En plena quinta ola de calor del verano, los sindicatos reclaman una mayor adaptación de los convenios colectivos a unas temperaturas cada vez más extremas. Advierten de que algunos trabajadores de la provincia de Castellón desarrollan su actividad por encima de los límites establecidos y piden reforzar las inspecciones laborales, además de animar a los propios trabajadores a denunciar estas situaciones. Las propuestas sindicales pasan por adelantar las jornadas, establecer pausas adicionales, garantizar zonas de sombra o suspender determinadas tareas durante las horas de mayor riesgo.
La agricultura es uno de los sectores más afectados por el cambio climático. Las altas temperaturas en el campo han trasladado algunos trabajos a jornadas nocturnas, pero también repercuten directamente en las cosechas y en los costes de producción. El estrés térmico puede provocar menores calibres, pérdida de floración y un aumento de las plagas, mientras que la exposición directa al sol puede dañar frutas y hortalizas hasta hacerlas no aptas para su comercialización en fresco. Desde la Unió Llauradora aseguran que ya están aplicando medidas de prevención para hacer frente al calor.
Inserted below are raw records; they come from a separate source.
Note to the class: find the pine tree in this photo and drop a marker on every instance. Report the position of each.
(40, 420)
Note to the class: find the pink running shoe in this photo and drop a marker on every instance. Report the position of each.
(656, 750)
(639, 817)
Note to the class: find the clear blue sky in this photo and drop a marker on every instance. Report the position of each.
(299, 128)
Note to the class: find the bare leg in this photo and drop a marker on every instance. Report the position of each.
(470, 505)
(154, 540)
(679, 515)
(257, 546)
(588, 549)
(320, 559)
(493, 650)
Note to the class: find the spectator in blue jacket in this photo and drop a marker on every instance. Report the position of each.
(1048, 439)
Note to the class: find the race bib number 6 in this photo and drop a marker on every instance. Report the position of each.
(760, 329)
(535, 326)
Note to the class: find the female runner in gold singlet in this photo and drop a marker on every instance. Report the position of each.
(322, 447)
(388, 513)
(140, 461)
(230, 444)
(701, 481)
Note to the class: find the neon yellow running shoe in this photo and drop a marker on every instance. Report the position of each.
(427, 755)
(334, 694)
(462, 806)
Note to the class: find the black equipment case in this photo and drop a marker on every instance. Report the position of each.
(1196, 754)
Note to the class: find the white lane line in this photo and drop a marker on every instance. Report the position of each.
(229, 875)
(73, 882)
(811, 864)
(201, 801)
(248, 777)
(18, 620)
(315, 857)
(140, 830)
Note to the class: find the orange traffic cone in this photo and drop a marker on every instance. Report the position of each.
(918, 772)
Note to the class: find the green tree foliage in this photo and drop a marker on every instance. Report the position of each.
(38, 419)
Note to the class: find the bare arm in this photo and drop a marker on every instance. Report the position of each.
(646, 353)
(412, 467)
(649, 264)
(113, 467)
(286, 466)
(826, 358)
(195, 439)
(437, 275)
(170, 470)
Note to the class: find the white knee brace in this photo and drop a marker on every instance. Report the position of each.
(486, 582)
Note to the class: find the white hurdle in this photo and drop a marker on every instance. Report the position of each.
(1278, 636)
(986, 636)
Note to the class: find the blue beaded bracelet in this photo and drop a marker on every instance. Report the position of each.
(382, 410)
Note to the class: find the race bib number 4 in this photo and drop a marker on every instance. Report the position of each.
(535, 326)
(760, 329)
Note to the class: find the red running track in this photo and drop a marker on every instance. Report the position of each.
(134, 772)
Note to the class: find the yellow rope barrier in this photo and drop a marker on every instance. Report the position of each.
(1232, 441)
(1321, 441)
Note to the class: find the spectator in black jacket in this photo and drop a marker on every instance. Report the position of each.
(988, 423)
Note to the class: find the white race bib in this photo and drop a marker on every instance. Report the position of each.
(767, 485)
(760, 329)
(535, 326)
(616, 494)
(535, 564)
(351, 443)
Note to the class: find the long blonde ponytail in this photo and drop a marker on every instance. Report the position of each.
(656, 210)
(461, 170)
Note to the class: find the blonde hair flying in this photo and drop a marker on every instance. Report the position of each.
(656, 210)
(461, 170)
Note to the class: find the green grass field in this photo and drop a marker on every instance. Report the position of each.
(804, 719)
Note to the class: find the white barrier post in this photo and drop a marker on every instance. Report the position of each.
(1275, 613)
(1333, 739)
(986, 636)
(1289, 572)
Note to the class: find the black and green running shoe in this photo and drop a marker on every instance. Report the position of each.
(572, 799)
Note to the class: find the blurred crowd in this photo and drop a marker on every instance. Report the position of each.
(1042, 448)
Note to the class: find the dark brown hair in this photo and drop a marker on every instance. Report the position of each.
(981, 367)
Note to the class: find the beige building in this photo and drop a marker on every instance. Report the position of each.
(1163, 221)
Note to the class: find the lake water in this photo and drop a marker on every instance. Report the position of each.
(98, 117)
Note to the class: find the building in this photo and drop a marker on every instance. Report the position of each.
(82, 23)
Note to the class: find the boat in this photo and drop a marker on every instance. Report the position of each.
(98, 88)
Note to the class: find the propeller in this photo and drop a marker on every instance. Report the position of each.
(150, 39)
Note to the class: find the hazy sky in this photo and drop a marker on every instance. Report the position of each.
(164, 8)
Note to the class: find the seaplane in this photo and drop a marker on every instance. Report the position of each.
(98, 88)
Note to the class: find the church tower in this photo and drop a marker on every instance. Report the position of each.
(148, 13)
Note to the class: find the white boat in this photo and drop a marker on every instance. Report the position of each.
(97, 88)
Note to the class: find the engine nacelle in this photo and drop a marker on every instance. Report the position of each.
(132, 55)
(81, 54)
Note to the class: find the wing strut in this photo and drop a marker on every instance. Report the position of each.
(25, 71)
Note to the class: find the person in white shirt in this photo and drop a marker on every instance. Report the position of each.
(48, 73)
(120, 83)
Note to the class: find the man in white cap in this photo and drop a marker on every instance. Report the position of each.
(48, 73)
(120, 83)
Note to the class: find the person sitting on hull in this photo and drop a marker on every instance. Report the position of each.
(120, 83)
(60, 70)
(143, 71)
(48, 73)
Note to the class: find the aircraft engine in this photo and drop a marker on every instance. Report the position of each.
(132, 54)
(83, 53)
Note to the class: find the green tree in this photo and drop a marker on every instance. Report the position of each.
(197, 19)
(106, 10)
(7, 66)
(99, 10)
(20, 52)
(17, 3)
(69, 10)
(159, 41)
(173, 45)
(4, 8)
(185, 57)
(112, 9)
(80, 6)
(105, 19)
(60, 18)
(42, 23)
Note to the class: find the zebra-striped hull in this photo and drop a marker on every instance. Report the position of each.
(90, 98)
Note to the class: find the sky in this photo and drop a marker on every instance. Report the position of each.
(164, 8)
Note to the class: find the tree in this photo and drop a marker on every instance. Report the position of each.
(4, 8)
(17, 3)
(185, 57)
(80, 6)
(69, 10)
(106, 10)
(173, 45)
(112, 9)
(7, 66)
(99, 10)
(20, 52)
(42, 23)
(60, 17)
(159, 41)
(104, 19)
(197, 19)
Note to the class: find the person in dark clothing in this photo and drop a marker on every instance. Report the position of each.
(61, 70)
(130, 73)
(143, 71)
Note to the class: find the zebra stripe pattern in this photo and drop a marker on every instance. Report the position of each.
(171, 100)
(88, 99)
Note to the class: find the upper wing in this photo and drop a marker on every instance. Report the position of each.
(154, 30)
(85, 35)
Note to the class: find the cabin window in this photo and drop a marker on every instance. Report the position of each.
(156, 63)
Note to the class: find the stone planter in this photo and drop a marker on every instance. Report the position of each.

Y es que la intensidad de este episodio se ha dejado notar especialmente durante las últimas horas. Castellón capital registró 38 grados a la una de la madrugada, después de una jornada en la que se superaron los 45 grados en puntos como Betxí, Almassora y Fanzara. Almenara rebasó los 43 grados y Cirat, Eslida, Jérica, Soneja, Xóvar y Artana superaron los 42.
Hoy la provincia mantiene aviso amarillo por lluvias, tormentas y altas temperaturas entre las doce del mediodía y las ocho de la tarde, mientras continúa el nivel 3 de riesgo extremo de incendios, con especial preocupación en el perímetro del incendio de Vall d’Uixó, todavía no extinguido.